In information retrieval, text-based entity lookup employs natural language processing techniques like Named Entity Recognition (NER) and Term Frequency-Inverse Document Frequency (TF-IDF), and potentially advanced methods like machine learning. The goal is to identify and extract entities from the KG that best match or relate to the input text, a crucial process for fields like information extraction, question answering systems, and semantic search [Avogadro et al 2022, Gillick et al 2019].

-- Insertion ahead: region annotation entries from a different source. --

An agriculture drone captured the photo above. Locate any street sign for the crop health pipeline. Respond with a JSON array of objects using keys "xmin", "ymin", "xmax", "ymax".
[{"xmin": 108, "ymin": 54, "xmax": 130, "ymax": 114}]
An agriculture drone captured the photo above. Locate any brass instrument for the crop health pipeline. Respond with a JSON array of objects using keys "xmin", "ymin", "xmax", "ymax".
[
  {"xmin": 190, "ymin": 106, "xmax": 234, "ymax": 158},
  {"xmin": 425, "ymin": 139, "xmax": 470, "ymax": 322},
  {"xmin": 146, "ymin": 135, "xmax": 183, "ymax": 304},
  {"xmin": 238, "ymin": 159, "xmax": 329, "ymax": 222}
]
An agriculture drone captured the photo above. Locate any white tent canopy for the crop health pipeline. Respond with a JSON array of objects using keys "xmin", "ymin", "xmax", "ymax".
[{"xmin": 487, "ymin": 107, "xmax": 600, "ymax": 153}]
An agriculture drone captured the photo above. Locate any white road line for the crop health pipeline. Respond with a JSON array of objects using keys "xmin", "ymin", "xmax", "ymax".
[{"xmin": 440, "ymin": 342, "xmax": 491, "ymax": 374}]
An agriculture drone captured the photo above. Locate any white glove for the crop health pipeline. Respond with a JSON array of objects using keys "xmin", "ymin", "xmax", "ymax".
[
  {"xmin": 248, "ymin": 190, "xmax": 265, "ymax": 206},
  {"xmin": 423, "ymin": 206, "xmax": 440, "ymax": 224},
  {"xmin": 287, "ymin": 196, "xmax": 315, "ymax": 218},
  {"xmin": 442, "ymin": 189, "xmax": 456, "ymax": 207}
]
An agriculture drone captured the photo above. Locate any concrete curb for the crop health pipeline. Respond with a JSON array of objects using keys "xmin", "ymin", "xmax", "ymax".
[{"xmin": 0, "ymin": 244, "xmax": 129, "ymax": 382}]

Expanding on the existing solution at https://bitbucket.org/disco_unimib/lamapi, the aim is to optimise the data retrieval process for better performance and quicker response time. The objective includes enhancing the system's robustness against errors. To measure the enhancements, Coverage and Mean Reciprocal Rank (MRR) will be used as validation metrics.

Work to be done:

  •  Develop a proposal for a method more efficient than the current one.
  • Evaluate and present the response time of the proposed method in terms of queries per second, using a given infrastructure.
  • Validate the effectiveness of the proposed method using Coverage and Mean Reciprocal Rank (MRR) as key metrics.

References:

[Avogadro et al 2022] Avogadro, R., Cremaschi, M., D’adda, F., De Paoli, F., & Palmonari, M. (2022). LamAPI: a Comprehensive Tool for String-based Entity Retrieval with Type-base Filters. In 17th ISWC workshop on ontology matching (OM).

[Gillick et al 2019] Gillick, D., Kulkarni, S., Lansing, L., Presta, A., Baldridge, J., Ie, E., & Garcia-Olano, D. (2019). Learning dense representations for entity retrieval. arXiv preprint arXiv:1909.10506.